For better or worse, though, I do not think that the genre wars are real, or at least I’m convinced that a truce was made years ago. Sure, there is a dwindling cache of readers and authors who fight for “literary quality” and “experimentation,” but they constitute a (mostly) silent minority. There are simply not enough of these people to counteract the flood of readers who mix and match literary fiction with genre fiction. And it’s not, as Rothman says, that “mass culture” has somehow changed drastically in this regard — revered, high-literary novelists, from Graham Greene to Roberto Bolaño, intentionally wrote and read trashy fiction. Instead, the novels and novelists themselves have changed. Increasingly, literary writing invites genre elements into the fold, even while it excludes “experimental” or “modernist” devices.

When we talk about genre fiction as literature, we’re too quick to assume that the most influential features of genre novels are magic wands, dwarves, time machines, or whatever. In reality, genre novels supply a certain quality of reading that has the so-called literary crowd anxious and envious. The issue at stake is not whether literary fiction can be fantastical or magical, or whether genre fiction may be elevated to the status of literature.

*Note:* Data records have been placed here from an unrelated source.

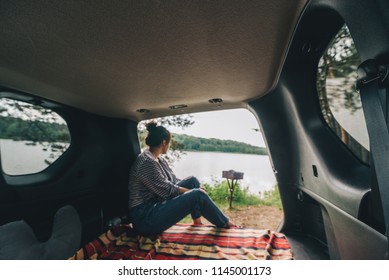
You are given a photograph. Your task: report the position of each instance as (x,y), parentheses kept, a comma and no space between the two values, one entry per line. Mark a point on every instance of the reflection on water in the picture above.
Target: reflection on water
(26,157)
(208,166)
(19,158)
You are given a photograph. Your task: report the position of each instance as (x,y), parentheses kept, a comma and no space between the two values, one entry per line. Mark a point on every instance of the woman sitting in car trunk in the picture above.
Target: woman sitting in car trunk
(157,199)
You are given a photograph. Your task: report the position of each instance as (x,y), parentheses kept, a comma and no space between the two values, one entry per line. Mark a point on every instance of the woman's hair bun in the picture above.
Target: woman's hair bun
(151,126)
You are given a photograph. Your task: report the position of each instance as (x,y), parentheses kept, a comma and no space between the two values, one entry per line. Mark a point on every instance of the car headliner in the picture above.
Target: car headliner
(115,57)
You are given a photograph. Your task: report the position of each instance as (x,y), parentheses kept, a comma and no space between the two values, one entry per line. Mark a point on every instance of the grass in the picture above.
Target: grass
(219,192)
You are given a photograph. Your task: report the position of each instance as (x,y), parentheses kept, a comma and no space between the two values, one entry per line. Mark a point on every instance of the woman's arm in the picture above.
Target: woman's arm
(152,177)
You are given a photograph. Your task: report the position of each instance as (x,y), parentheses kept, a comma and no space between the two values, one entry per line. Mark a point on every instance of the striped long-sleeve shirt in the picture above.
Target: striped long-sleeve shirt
(151,180)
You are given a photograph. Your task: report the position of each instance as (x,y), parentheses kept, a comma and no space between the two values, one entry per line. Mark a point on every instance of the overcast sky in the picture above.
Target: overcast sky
(238,124)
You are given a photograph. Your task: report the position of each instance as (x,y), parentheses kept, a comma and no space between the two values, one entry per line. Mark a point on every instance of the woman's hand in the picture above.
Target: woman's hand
(182,190)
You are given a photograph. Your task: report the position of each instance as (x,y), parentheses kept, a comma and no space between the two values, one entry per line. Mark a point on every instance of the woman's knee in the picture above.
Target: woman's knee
(190,183)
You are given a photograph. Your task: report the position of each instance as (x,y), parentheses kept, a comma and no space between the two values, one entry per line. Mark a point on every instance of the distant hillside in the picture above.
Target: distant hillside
(192,143)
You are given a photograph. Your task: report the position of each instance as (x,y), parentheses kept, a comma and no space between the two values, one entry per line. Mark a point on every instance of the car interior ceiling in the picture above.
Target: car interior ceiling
(104,76)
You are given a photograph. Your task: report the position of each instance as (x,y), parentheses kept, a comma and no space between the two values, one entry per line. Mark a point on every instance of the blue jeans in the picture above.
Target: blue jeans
(154,218)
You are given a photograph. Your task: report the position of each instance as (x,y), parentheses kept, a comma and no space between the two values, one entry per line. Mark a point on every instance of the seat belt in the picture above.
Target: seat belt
(372,83)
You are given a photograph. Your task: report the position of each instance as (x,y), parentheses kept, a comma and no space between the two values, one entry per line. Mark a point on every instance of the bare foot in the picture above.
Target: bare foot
(197,221)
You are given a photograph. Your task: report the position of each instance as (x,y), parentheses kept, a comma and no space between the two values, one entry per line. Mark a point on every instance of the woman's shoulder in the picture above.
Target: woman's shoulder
(145,157)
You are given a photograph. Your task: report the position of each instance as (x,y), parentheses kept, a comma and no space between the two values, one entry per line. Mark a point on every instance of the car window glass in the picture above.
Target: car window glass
(31,137)
(339,99)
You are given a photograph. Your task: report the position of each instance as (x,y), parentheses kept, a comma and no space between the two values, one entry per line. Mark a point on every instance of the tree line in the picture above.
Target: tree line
(192,143)
(35,131)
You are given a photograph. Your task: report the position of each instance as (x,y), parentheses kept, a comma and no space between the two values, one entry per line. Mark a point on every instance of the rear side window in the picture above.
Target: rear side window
(339,99)
(31,137)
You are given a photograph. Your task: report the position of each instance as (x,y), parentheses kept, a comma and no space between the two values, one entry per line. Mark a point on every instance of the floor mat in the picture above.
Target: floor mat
(189,242)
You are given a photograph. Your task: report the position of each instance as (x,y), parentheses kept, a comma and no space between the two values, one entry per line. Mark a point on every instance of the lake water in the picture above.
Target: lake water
(19,158)
(208,166)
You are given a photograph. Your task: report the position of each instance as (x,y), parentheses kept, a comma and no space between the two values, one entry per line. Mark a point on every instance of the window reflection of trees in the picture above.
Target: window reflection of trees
(34,125)
(336,82)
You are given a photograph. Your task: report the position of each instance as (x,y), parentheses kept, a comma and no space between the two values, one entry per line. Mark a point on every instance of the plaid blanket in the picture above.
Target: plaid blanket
(189,242)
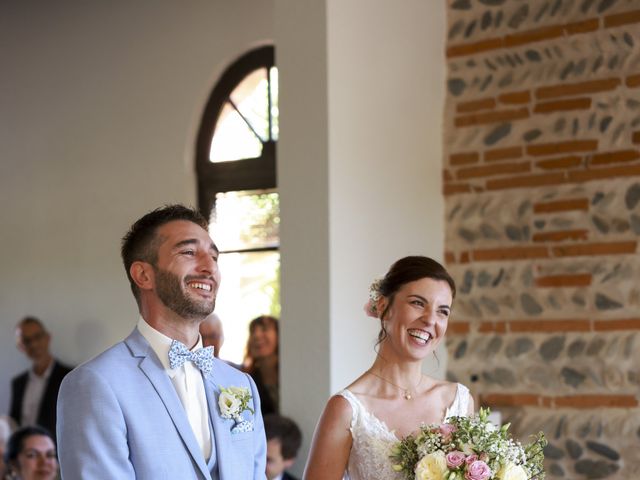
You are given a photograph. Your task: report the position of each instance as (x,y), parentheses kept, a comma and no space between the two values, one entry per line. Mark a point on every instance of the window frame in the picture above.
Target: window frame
(246,174)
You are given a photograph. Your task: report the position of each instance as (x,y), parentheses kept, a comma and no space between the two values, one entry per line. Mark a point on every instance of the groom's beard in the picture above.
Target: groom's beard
(175,296)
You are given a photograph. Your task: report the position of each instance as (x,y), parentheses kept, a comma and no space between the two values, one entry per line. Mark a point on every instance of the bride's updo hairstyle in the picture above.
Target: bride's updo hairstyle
(407,270)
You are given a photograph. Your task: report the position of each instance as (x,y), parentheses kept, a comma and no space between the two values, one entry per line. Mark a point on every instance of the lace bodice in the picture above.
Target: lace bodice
(372,439)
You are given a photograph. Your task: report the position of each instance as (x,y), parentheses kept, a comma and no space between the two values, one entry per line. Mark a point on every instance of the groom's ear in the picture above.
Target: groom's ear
(142,274)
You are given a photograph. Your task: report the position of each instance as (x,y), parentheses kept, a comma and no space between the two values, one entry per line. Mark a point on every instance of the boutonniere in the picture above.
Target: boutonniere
(232,402)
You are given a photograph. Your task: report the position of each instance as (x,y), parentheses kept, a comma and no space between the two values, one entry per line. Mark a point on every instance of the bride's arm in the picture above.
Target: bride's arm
(471,409)
(331,442)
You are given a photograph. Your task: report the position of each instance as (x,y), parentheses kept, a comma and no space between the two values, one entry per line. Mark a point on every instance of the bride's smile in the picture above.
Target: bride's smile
(417,318)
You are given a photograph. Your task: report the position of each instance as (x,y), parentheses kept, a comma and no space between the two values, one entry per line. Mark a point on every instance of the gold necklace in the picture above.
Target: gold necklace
(406,392)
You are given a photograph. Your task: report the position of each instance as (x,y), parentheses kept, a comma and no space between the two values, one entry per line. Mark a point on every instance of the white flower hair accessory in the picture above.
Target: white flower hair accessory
(370,308)
(232,402)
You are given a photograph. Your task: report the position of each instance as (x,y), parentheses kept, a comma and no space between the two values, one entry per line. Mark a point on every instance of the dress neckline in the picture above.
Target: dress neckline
(383,424)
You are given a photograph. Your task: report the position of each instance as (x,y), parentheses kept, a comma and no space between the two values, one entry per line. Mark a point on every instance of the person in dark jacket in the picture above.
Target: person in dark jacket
(34,393)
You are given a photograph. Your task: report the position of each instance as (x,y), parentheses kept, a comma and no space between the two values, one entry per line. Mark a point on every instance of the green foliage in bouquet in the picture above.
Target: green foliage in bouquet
(468,448)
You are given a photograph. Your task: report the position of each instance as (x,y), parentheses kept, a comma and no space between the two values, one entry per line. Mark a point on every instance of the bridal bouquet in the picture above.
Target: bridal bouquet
(468,448)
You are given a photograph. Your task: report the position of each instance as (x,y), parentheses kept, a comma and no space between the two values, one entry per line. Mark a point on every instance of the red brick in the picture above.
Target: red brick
(595,401)
(475,47)
(490,170)
(633,81)
(535,35)
(502,154)
(624,18)
(493,327)
(475,105)
(559,163)
(549,326)
(544,149)
(491,117)
(562,205)
(515,97)
(463,158)
(563,90)
(598,173)
(589,25)
(458,328)
(526,181)
(452,189)
(561,235)
(509,400)
(563,105)
(546,402)
(584,249)
(613,157)
(575,280)
(510,253)
(615,325)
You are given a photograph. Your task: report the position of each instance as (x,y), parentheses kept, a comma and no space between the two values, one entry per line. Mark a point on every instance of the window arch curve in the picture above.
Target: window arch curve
(251,76)
(236,177)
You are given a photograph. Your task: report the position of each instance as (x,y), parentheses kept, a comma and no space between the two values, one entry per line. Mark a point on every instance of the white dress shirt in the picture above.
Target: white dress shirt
(187,380)
(33,395)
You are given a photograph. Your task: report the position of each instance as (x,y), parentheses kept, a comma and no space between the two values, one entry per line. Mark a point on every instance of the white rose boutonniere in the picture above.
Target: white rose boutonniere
(232,402)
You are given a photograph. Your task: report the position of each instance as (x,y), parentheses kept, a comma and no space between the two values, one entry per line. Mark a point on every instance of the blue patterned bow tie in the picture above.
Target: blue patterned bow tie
(202,358)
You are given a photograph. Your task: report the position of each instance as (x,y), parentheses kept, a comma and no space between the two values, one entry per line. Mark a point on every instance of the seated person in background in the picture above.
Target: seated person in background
(31,455)
(212,333)
(34,393)
(6,426)
(261,361)
(283,441)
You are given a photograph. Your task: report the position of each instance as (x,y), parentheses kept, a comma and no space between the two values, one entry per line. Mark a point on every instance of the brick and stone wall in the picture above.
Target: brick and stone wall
(542,184)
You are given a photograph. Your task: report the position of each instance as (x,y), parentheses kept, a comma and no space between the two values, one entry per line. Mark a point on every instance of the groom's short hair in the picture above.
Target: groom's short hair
(141,243)
(285,430)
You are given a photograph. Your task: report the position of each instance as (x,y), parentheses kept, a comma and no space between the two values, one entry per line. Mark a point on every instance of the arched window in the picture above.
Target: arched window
(236,170)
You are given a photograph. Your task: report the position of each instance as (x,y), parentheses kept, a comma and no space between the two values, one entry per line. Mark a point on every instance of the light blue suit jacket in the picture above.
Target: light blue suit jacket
(119,417)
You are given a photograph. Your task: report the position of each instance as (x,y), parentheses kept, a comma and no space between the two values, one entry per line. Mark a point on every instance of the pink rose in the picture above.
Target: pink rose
(446,429)
(455,459)
(478,470)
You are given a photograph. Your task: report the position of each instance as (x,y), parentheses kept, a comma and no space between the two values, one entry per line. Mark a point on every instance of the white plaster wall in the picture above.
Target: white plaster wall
(359,162)
(99,105)
(386,91)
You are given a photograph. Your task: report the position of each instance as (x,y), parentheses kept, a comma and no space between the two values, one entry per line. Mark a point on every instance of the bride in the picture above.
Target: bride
(392,398)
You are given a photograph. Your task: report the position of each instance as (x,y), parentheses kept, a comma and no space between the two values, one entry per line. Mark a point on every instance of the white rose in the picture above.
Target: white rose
(229,405)
(512,472)
(239,391)
(432,467)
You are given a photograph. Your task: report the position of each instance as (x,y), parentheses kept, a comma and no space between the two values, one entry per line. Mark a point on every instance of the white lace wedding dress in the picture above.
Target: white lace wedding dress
(372,439)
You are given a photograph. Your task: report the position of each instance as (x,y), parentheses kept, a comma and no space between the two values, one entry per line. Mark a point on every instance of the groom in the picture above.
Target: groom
(148,407)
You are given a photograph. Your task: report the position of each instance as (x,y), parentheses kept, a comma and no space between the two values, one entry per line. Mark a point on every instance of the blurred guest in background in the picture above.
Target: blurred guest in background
(261,361)
(212,333)
(283,441)
(31,455)
(34,393)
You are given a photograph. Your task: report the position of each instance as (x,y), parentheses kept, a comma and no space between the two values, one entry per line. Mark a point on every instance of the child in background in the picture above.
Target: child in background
(283,441)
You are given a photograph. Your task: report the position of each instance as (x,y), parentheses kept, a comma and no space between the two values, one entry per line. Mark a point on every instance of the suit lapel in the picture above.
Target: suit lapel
(154,371)
(221,427)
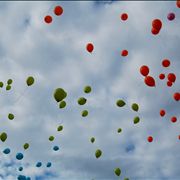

Nobel winner José Saramago — a literary hard-ass if one ever existed — stuffed magical islands and plagues of blindness into his fabulist fictions. And Tolkien and William Gibson are widely accepted members of the modern canon.

So what’s really going on here? Well, it isn’t the genre of prose that has literary novelists anxious. It’s the market status of genre novels. Now that literary criticism has evaporated as a genre of writing, the market is the only arbiter of what gets read. And if a book isn’t read or published, it isn’t literature, at least not anymore. Besides, the market status of a genre novel has little to do with how witch-y or wizard-y it is. Instead, it’s the page-turning, universe-building quality of genre novels that pushes them rapidly through the market and into the hands of readers. More and more, literary fiction is co-opting this page-turning quality of genre fiction.

Want proof? Consider the current Amazon “literary” bestseller list, which includes The Goldfinch, a “700-plus page-turner about a tragic loss,” as well as Celeste Ng’s Everything I Never Told You — Amazon’s book of the year. It’s pitched as “a gripping page-turner and a sensitive family portrait.”

Meanwhile, genre works continue to be published and sold at a blistering rate. This means, yes, that books like The Hunger Games are subsidizing literary novels, which sell relatively poorly. It’s on this basis that you won’t hear much complaining about the so-called genre wars, at least not outside of The New Yorker and the stray Slate piece. What’s more, we’ll probably see more and more novels like Chad Harbach’s The Art of Fielding, a genre-fied triple threat that fuses sports, YA vibes, and literary quality.

So if literary and genre fictions have brokered a truce — where the former borrows from and is subsidized by the latter — why are we talking about this at all? Aren’t genre authors content with their massive, devoted audiences? It might be helpful to note that this debate is being carried out in the pages of The New Yorker, the magazine whose style and audience is itself born out of Faustian pact between cosmopolitan individualism and commercial populism. This is the same magazine that uneasily mixes “high literary” writing with vanity fiction from Tom Hanks. And, I might add, its book blog is called “Page-Turner.”